1) Kids are worse off the more children the parents have, even controlling for religious beliefs about family size
2) Middle kids do have it worse, as they never experience life as an only, so they never have a period when all of their parents' resources are focused on them.
3) Many families have a favorite child, and the kids generally agree on who it is.
4) The inequality is worse in poorer families, as they have fewer resources to begin with. They may focus resources on the kid who has the best chance of making it, or if one kid is the favorite, the baseline for the other kids is lower.
5) There is a lot of idiosyncrasy. He mentions both of the processes that previous posters have mentioned: younger kids who have better lifestyles, as their parents are more successful later in life, or parents who have a professional setback or health crisis, so the younger ones end up having fewer advantages in childhood.

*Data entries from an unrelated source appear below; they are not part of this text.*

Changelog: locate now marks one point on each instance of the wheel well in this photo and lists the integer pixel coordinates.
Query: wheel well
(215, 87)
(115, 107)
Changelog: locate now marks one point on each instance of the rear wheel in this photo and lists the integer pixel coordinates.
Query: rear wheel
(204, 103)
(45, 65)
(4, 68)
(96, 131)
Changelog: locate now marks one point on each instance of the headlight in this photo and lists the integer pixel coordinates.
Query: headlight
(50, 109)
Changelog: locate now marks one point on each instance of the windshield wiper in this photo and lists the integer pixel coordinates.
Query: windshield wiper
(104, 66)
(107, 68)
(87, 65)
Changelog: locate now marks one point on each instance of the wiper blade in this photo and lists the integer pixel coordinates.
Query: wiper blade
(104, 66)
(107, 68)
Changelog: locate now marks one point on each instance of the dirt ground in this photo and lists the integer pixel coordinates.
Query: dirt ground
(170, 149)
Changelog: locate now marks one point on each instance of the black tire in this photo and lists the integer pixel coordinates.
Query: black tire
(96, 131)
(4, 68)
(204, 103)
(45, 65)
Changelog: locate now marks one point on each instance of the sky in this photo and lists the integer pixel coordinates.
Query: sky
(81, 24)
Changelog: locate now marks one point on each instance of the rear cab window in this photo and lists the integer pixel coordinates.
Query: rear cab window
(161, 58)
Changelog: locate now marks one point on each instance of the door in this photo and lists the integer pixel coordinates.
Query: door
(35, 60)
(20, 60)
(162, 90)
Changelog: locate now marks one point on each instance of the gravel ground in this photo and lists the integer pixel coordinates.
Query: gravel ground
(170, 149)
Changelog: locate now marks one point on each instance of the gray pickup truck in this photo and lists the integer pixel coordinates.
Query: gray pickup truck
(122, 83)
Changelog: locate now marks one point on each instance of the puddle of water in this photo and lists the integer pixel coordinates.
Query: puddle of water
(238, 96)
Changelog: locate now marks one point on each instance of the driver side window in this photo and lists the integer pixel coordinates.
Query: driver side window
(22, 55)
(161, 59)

This tracks (I’m from a family of four kids). The idiosyncrasy in my family is that the eldest is actually the black sheep (or prodigal son, depending on how you look at it). The favorite is the second child and first daughter (we all agree except my sister who feels so entitled to the extra attention and support that it has never occurred to her that it could be any other way). And the youngest, though not the favorite, definitely got more material support due to family finances.
I’m the 3rd and a classic middle child but I am sometimes grateful for this because it made me more independent and afforded me more if one kind of freedom (to choose my life, since no one seemed to care what I did). I actually think my sister, the favorite, got kind of messed up by how enmeshed she is by my parents and I would not have wanted that for myself.